The playback and volume controls work just as you probably suspect they do. You can use the playback controls to rewind/review, fast forward, play, or stop your movie. You can adjust the volume using the volume slider (drag it to the right to increase the volume, and drag it to the left to lower the volume).
The Home button always moves you to the beginning of your movie.
The Play Full Screen button causes the video to be played back using the full screen (the Monitor consumes the entire window). The Full-screen mode helps you focus on your video; you aren't distracted by the other elements of the iMovie window.
The editing controls might not be as obvious to you. The scrubber bar is a visual "timeline" representation of whatever is being displayed in the Monitor, and it enables you to quickly move to any part of the clip being displayed.

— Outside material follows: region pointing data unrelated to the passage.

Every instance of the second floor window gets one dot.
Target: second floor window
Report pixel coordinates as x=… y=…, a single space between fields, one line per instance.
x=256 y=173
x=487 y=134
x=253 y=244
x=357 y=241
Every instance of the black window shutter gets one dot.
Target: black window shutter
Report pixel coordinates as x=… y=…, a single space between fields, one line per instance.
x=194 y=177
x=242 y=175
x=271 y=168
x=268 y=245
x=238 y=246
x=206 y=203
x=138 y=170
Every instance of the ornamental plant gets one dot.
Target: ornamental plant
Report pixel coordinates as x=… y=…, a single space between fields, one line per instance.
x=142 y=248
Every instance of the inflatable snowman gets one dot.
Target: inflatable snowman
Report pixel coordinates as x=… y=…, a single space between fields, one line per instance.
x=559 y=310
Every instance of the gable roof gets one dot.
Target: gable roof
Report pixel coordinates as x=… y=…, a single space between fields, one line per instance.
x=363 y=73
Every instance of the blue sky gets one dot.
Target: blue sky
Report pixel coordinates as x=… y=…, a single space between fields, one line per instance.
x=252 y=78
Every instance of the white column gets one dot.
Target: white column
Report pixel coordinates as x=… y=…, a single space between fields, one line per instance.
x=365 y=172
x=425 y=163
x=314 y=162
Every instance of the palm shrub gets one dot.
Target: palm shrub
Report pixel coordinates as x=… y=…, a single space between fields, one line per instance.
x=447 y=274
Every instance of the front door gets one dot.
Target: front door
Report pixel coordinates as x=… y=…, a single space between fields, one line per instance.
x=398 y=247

The playhead is a marker that indicates the frame that is currently being displayed in the Monitor. As you play a clip, the playhead scoots along the scrubber bar to show you where you are in the clip at every point.
Next to the playhead, you see the timecode. The timecode numerically shows the location of the playhead in the format XX:YY:ZZ, where XX is the minute, YY is the second, and ZZ is the frame number currently being displayed. In Figure 3.2, you can see that the timecode is 01:56:05; this means that the playhead is 05 frames into the 56th second of the second minute of the selected clips.
More Frames than Seconds
Remember the flip books that you used to play with? That is what a movie really is; it is a series of images that "flip" across your screen to give the illusion of motion (which also explains why movies were originally called moving pictures). The rate at which images (called frames in video lingo) change determines how smoothly the motion in the video appears. The higher the frame rate (measured in frames per second and abbreviated as fps), the smoother the video is. Because higher frame rates mean that your computer must handle more information in a given amount of time, higher frame rates also require more computing power and larger file sizes. What is a good frame rate? If your video has about 30 frames per second, it plays smoothly when you watch it. Depending on how "fast" the action is, you might get by with fewer frames per second, but in most cases 30 fps is a good target.
The crop markers enable you to select frames while you edit the clip being displayed in the Monitor. The frames that are selected are indicated by the shaded area of the scrubber bar that is between the two crop markers.
More on Frame Rate
Technically, the frame rate you use for most of your movies is actually 29.97 frames per second. Should this discrepancy bother you? Not at all. Just think 30 frames per second, and you are close enough. The application handles the details for you. The "real" movies that you see in a theater use a frame rate of 24 frames per second, while the European standard is 25 fps. You will select the frame rate that you use for your movie when you output it.
The Camera/Edit mode switch is located just under the Monitor window (see Figure 3.2). You use Camera mode when you want to import clips from a DV camcorder that is connected to your Mac through FireWire. When you use Camera mode, the Monitor window changes so that it displays camera controls and the video that is stored on the camera (rather than within iMovie). You use Edit mode when you are editing clips within iMovie.